If Earth does come guns blazing, and with superior force and a much smarter approach, even the god/supercomputer Eywa won't be able to stop them. Instead, there is a logical reason why Earth forces would have to stop - we're from the same race. This could go down several ways:

1. Humans left Earth thousands of years ago and were technologically superior. It's the classic Atlantis myth. They genetically modified themselves to this new planet as a survival method, since it would take years to develop industry on the planet. Either they chose to live simple, under the guidance of Eywa, or something happened - war, disease, cosmic event, whatever - that destroyed much of their inorganic technology; over the millennia, their culture forgot that they came from another planet, or perhaps it's still preserved in myths.

2. Humans and Na'Vi come from a proto-race that colonized both Earth and Pandora. Perhaps we get to see a third race by the third in the trilogy. Maybe even see remnants or citizens from this proto-race. Or even more far-out: the proto-race is really post-singularity beings that don't normally have physical bodies, but choose to colonize planets with physical forms. Hollywood's dumbing-down mentality would probably kill this idea for being as weird as what I've heard the Wachowskis original Matrix plot was - nano-computers infecting human brains.
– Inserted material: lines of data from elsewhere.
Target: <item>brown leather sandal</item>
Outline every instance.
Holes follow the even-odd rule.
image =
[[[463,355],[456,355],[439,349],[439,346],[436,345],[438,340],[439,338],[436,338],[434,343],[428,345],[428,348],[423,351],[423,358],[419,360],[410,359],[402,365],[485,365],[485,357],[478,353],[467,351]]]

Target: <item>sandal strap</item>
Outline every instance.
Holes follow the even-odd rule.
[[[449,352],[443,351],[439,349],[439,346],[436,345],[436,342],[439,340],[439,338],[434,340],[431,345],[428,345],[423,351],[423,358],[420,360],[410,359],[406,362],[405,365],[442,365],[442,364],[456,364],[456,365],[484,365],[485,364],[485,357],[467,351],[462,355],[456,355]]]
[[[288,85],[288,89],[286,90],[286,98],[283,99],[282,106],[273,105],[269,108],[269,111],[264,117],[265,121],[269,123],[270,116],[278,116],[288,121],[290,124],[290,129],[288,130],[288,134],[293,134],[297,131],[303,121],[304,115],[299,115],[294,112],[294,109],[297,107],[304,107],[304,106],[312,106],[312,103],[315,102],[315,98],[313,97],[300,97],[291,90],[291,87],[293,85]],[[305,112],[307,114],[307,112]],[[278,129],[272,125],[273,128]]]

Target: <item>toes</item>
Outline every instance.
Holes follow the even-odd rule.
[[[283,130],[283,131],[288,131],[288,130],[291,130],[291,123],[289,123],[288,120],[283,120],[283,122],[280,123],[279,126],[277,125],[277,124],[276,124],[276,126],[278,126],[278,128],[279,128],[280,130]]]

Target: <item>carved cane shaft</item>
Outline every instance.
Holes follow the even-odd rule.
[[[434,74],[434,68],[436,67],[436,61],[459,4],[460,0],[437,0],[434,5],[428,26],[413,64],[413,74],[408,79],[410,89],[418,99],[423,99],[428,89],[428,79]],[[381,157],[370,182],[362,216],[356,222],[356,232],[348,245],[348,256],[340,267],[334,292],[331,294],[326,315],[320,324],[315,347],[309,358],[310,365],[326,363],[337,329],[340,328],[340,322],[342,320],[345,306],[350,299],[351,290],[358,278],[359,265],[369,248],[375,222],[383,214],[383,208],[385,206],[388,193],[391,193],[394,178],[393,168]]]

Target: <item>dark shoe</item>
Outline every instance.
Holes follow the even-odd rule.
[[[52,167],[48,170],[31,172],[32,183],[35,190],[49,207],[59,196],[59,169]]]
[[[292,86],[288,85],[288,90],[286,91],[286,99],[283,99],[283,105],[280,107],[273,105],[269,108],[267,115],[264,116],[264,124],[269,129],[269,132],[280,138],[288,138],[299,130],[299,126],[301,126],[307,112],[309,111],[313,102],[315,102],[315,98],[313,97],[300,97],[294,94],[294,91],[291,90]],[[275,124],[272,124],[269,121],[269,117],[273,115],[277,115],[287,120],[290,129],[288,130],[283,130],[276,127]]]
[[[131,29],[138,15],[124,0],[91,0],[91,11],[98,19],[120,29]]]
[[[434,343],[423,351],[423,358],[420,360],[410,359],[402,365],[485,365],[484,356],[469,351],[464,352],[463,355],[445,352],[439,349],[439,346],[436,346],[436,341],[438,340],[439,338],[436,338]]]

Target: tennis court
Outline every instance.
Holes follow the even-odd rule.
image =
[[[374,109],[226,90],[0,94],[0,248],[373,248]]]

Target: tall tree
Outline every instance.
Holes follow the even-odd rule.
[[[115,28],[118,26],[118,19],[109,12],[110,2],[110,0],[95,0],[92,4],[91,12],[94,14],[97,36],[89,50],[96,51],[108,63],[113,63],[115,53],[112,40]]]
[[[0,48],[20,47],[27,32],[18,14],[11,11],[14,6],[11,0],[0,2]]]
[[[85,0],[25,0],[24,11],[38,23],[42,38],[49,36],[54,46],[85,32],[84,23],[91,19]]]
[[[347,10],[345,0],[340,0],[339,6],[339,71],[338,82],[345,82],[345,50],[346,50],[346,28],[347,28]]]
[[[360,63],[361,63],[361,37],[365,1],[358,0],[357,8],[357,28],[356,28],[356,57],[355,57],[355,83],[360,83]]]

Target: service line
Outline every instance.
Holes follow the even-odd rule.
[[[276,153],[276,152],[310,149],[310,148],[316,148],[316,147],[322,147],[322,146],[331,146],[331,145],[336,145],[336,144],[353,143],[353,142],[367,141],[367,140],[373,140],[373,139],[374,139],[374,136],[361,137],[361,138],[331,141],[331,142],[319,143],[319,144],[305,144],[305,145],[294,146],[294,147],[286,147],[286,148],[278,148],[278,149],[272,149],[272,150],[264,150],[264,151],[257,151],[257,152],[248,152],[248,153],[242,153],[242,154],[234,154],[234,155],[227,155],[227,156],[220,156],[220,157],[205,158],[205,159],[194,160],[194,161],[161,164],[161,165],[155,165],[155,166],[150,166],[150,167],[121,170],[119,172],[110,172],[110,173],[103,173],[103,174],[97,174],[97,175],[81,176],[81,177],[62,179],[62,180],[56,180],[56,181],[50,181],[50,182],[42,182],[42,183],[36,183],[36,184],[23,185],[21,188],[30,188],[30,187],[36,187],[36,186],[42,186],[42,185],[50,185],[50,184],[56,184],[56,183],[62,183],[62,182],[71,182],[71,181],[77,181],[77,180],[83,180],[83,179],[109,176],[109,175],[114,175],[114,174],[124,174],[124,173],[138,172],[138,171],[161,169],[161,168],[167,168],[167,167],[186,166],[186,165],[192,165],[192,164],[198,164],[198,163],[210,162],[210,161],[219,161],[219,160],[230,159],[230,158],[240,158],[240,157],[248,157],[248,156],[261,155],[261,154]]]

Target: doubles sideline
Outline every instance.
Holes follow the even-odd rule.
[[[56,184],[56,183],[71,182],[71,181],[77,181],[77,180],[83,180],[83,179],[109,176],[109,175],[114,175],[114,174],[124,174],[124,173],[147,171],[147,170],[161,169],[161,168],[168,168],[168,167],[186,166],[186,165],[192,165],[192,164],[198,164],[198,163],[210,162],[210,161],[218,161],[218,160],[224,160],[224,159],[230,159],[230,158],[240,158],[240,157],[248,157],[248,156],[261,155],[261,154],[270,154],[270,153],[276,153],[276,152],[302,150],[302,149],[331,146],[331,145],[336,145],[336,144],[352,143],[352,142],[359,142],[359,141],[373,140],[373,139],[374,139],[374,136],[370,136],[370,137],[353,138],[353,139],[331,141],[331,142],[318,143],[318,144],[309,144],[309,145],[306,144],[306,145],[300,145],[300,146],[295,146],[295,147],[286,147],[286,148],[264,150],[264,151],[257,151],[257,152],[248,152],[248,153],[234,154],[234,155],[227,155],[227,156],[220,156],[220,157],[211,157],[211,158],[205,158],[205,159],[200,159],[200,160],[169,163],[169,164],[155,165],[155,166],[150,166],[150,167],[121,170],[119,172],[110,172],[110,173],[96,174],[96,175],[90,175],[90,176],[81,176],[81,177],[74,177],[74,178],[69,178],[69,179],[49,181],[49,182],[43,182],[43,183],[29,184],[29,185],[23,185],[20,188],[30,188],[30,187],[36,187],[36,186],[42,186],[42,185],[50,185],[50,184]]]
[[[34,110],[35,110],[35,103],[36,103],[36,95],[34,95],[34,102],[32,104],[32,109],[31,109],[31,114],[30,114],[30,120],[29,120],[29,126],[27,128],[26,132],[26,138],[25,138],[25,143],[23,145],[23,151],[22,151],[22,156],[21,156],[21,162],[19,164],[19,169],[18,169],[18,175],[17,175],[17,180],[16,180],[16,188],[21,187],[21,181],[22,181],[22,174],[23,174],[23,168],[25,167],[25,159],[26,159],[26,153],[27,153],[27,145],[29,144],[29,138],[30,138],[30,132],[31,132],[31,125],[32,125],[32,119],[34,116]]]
Or maybe this proto-race is evil - creating races for them to ultimately develop new technology and terraform planets, only to be reconquered and new technology and planets harvested once they're ready. Then the humans and Na'Vi would need to align together to stand side-by-side, thus mimicking the humanity-balanced-with-technology philosophy the Matrix delivered. (albeit delivered in the form of 2 awful sequels.)

SPOILER: (what I just described was the plot of Mass Effect)

Human Race is Transforming into Cyborgs

Given my analysis previously that Avatar is cautionary about cybernetics, and given James Cameron has covered this topic before in Terminator 2, I think we might see the human race even more corrupted by machines. Maybe the humans come back, but the suits are more directly connected to their bodies; maybe the humans can't even leave the suits at all. Maybe computer AI winds up controlling human organization and delivers orders. This could be a cool plot scenario, as it gives the humans a chance at redemption in the act of rebelling against their cybernetic dehumanization, and stand with the Na'Vi.

So, we'll see. I suppose that's all I have to say. I'd love to hear your ideas as to what an Avatar sequel might be like.

3 comments:

Indigo Mertel said...

Not only Dances With Wolves... Avatar borrows a lot from Terrence Malick's The New World.

The scene where Neytiri takes Jake Sully to her clan for the first time is very similar to the scene where John Smith, the main character in The new World, reaches the native tribe for the first time.

Dedric Mauriac said...

Spin it ahead 100 years. Humans were able to kill off all but a few navi through genetic warfare. Our hero grew up as an endentured servent with no knowledge of his past. Somehow discoveres a tree and learns of his people. starts finding more of his kind and leads a revolt.

Hiro Pendragon said...

@Dedric:

Interesting idea. How would that tie in to the overall theme of the first movie, do you think?